Vor 80 Jahren: Ein (fast) liberales Strafgesetzbuch für die Schweiz

Gestern Vor­mit­tag hat gemäss Ter­min­pla­nung die Recht­skom­mis­sion des Nation­al­rates über das Weit­er in Sachen Öff­nung der Zivile­he für gle­ichgeschlechtliche Paare getagt. Sei­ther warten wir ungeduldig über das beschlossene poli­tis­che Vorge­hen. Bis die Entschei­dung ein­trifft, verkürzen wir doch die Zeit mit einem Blick in die Geschichts­büch­er: Vor genau 80 Jahren entsch­ieden sich die Schweiz­er (die Schweiz­erin­nen hat­ten damals noch kein Stimm- und Wahlrecht) an der Urne für ein (fast) lib­erales Strafge­set­zbuch (StGB).

Es ging 1938, wie im aktuellen Newslet­ter von Schwulengeschichte.ch zu lesen ist, um das «erste Strafge­set­zbuch der Eidgenossen­schaft, das nicht auf moralis­chen Wer­tun­gen, son­dern auf juris­tisch ein­wand­freien Grund­sätzen basiert».

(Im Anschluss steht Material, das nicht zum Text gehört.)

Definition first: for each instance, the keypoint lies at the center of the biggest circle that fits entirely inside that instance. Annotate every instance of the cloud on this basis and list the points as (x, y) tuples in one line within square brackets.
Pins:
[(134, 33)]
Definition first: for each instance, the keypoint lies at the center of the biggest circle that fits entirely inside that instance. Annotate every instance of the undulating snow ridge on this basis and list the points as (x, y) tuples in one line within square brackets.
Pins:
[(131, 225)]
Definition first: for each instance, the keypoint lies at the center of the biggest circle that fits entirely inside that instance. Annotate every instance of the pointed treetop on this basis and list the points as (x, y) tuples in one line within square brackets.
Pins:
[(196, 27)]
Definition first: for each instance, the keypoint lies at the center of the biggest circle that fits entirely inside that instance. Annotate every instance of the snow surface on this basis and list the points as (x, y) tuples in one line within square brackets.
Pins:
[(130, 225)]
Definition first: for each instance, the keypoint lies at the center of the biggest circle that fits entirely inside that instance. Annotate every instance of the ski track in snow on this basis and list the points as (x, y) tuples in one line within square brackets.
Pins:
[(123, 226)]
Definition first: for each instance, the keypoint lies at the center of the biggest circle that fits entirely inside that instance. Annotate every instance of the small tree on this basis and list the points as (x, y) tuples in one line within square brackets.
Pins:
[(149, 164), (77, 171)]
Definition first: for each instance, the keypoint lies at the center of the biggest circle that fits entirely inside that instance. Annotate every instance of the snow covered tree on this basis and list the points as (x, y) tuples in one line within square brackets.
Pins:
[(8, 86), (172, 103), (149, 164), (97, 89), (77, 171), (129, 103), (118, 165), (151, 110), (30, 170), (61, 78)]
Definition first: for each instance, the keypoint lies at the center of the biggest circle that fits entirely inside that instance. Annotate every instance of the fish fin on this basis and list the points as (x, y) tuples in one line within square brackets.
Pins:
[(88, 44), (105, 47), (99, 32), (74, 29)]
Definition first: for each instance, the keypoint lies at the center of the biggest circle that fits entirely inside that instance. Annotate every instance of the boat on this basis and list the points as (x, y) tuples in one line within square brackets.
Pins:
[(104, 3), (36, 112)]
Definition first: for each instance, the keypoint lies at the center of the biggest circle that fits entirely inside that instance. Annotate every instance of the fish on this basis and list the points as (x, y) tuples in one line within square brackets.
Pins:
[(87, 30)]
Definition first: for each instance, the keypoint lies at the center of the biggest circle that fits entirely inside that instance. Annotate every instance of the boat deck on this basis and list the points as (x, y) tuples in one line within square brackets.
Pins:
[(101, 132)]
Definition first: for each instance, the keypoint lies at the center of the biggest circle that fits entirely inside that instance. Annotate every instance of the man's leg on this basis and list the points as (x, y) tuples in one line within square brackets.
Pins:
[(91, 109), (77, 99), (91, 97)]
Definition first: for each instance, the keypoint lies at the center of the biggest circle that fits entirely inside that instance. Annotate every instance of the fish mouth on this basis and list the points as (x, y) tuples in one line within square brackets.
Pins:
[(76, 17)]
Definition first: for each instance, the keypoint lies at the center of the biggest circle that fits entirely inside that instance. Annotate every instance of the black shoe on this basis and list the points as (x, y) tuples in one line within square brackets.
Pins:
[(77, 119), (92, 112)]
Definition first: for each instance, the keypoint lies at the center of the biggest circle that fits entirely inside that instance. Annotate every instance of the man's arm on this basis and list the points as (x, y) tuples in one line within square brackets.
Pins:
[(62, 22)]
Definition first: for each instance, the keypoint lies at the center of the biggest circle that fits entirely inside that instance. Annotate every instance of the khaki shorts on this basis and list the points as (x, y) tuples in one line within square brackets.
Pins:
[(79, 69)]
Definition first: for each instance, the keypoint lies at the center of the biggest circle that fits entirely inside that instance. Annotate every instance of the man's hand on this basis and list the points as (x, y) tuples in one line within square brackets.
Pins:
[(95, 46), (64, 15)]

Einen ersten Entwurf gab es bere­its 1893. Ein Entwurf des Bun­desrates lag 1918 vor. Was die Frage der Homo­sex­u­al­ität betraf, so schreibt Schwulengeschichte.ch, stützte man sich damals auf Gutacht­en von Fach­leuten (Ärzte, Psy­chi­ater), «die darin keinen Fehler des Charak­ters, son­dern einen Fehler der Natur erkan­nten». Sofort formierten sich Geg­n­er, die in den «moralis­chen Neuerun­gen» — wie etwa die Abschaf­fung der Todesstrafe, die Abtrei­bung sowie die Freiga­be von Pros­ti­tu­tion und Homo­sex­u­al­ität — eine Bedro­hung der fun­da­men­tal­en christlichen Werte unseres Volkes sahen.

Die anschliessende Grund­satzdiskus­sion der Befür­worter und Geg­n­er dauerte elf Jahre — bis sich das Par­la­ment an die entschei­dende geset­zge­berische Arbeit machte. Im Bere­ich Homo­sex­u­al­ität war sie nur mit Konzes­sio­nen abzuschliessen: unter­schiedlich­es Schutzal­ter (20 für Homo­sex­uelle, 16 für Het­ero­sex­uelle), «Ver­führung» wird bestraft, männliche Pros­ti­tu­tion bleibt ver­boten (im Gegen­satz zur weib­lichen).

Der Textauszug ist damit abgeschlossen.